On 29/01/2018 11:31, Jethro_uk wrote:
On Sun, 28 Jan 2018 10:41:59 +0000, Andrew wrote:

8


As I suspected. One rule for company car users, and an entirely separate
set of relaxed rules for motability. Unless the person on benefits
cannot drive, surely it should be restricted to 'driver only' ?.


AS I said, SWMBO cannot drive (eyesight ****ed). She is in receipt of the
benefit which provides a Motability car (plus a few thousand non-
refundable "deposit" from us)


There are plenty of motability cars that don't require any additional
upfront payments.
Its just a lease hire scheme where the mobility payment makes up
part/all of the costs.



I once watched that program on C5 when the High Court Sheriffs were
trying to recover a debt owed by a young lady to a funeral director.
Apparently ladies mother had died of cancer.

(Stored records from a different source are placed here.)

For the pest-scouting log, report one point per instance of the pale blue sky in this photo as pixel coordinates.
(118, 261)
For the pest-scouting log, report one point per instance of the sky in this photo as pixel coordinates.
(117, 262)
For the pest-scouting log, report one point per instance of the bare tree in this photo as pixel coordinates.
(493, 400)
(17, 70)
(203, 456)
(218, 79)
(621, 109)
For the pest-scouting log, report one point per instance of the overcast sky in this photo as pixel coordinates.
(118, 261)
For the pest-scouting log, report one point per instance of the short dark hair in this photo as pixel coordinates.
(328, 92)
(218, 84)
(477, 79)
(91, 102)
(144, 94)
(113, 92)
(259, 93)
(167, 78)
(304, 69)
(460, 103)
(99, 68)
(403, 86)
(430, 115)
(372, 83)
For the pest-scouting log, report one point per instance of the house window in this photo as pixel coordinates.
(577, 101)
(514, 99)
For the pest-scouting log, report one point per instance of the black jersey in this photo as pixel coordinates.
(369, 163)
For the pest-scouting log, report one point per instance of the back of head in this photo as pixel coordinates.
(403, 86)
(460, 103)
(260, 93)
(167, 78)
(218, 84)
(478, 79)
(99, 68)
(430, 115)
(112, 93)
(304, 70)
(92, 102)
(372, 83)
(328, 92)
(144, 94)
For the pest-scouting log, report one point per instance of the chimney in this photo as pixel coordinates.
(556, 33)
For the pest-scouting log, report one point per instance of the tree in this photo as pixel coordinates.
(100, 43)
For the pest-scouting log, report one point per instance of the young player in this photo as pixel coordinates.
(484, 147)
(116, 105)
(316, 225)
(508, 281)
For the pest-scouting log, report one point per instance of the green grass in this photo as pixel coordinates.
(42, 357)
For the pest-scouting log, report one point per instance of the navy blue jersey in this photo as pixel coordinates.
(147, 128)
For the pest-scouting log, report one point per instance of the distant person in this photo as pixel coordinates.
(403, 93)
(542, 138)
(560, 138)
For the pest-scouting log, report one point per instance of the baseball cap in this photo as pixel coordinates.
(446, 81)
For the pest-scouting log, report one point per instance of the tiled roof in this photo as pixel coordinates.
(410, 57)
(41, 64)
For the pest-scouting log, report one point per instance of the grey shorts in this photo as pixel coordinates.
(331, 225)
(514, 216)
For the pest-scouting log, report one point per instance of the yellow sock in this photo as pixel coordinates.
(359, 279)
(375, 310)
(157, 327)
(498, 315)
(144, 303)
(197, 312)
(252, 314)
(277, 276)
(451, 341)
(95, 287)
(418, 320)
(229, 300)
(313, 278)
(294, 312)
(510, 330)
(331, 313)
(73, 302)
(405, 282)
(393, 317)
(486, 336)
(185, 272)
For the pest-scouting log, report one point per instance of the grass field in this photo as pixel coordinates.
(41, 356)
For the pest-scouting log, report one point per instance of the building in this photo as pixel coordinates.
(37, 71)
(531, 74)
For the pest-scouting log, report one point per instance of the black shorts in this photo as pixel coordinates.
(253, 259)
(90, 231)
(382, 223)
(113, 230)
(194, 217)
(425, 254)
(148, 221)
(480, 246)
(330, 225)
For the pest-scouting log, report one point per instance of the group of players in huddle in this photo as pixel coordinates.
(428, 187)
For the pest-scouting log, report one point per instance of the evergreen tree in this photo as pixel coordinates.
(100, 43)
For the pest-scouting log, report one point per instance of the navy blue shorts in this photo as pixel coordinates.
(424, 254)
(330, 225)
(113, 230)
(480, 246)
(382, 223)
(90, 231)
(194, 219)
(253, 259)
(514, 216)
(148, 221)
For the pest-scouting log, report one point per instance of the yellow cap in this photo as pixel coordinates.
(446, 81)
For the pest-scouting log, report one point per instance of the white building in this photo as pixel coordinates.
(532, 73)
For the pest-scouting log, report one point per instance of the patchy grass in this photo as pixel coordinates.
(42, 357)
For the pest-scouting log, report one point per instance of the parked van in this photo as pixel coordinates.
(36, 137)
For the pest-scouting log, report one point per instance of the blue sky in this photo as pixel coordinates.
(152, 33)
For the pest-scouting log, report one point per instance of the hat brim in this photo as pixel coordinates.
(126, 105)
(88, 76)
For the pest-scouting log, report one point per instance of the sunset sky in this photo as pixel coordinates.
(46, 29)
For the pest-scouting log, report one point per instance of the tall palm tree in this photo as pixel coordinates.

She really put on the whole
drama queen entertainment, telling the debt collectors that they were
scum of the earth blah, blah, blah, that she was 'suffering'
from agrophobia and stress and on disability benefits, so had no assets.

According to lady the Sheriffs were 'picking' on her and her *wife*
because were living in a rented house (quite new) which was all funded
by housing benefit etc.

When they checked her car, it turned out to be a motability car.

They mused on camera, just what her disability was, since she had no
problems giving them the 3rd degree on the doorstep.


I take it that it was an in-depth, medically knowledgeable discussion,
where all forms of disability and their manifestation were examined ?

Or (more likely) two blokes spouting ********. Funny, I bet there was no
"balance" there. If only they'd linked it to climate change. We'd have
had to have a full panel of "views".


Some disabled people are fine for days at a time and then suffer.


A Ford garage near my fathers house in South Wales has a big sign in
their showroom advertising the motability deals they do. Apparently
that, plus PCP loans are their entire business.


For PIP/DLA recipients at the *highest* rate, it is possible to sign over
the entire mobility component to Motability as a monthly payment on a
lease car. A quick look at government data suggests a total of 157,000
people are getting this award. Or c. 0.25% of the entire population of
the UK. Eliminating that benefit with no replacement wouldn't even equal
a days worth of uncollected *due* tax from business.


You can sign over less if you go for a cheaper(1) car, however there
isn't much saving.

1: Cheaper is the cost over the lease and a cheap to buy car may cost
more than one with a better resale value. Quite often a better spec
model of a car is cheaper on motability.

The manufacturers also tend to throw in extras which make the resale
value better.



It's also worth knowing that the plural of anecdote is not data.